The right hand info display is showing you the camera settings used to create the image. The left side is trying to indicate that a JPEG has no actual WB setting. The only WB setting that applies to a JPEG is “As Shot”, which in your case is “Cloudy”.
04-08-2018 04:08 AM
What are the other settings except "As Shot"?
Is the left side read correctly WB of the RAW file?
04-08-2018 08:35 AM - edited 04-08-2018 08:39 AM
@Echelonwrote:What are the other settings except "As Shot"?
Is the left side read correctly WB of the RAW file?
I am not sure if I fully understand your questions.
A JPEG does not really have WB data. The WB setting is baked into the image when it was adjusted, which is why I describe it “As Shot.”
Your second question is where the disconnect begins. The left side is not reading a RAW file EXIF data. It is displaying the JPEG EXIF data.
Look at it this way.
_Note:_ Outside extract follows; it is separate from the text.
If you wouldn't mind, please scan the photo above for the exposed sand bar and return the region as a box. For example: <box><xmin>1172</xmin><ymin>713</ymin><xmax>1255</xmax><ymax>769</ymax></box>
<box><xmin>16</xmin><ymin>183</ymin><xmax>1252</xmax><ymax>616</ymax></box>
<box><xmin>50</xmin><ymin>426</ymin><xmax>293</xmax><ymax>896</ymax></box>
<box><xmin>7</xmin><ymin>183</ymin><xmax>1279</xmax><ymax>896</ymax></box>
A RAW file is the digital equivalent of a film negative. It contains metadata that describes how it was created Canon’s DPP software is effectively a digital darkroom. A JPEG is the digital equivalent of a hard copy print of a photograph.
DPP can read the RAW file, and produce an image that would be equivalent to what a virtual JPEG would look like. You can use DPP to make changes to various settings, which alter the appearance of the virtual JPEG. When you are satisfied with your adjustments, you use DPP to produce an actual JPEG file of the virtual JEPG that it has been displaying.
A JEPG contains metadata that describes how it should be displayed, whether it is on a digital display, or printed on paper. There is little difference between displaying on screen or on paper. The computer code to produce one or the other is identical. The only difference is that the programmer sends the instruction code to a display device, or a print device. But, that is going off on a tangent.
Your issue is that you are beginning with a JPEG, not a RAW file. You are not able to make the extensive adjustments that you can with a RAW file. Many JPEG files contain metadata that echoes what would have been in the RAW file that was used to create the JPEG, which is what you see on the right.
However, JPEG files contains metadata that describes how it should be displayed, be it on a computer monitor or on paper. In this sense, I am talking about all JPEG files, not just the ones created by photo software. Windows MS Paint can create a JPEG file, which will only contain metadata that describes how it should be displayed.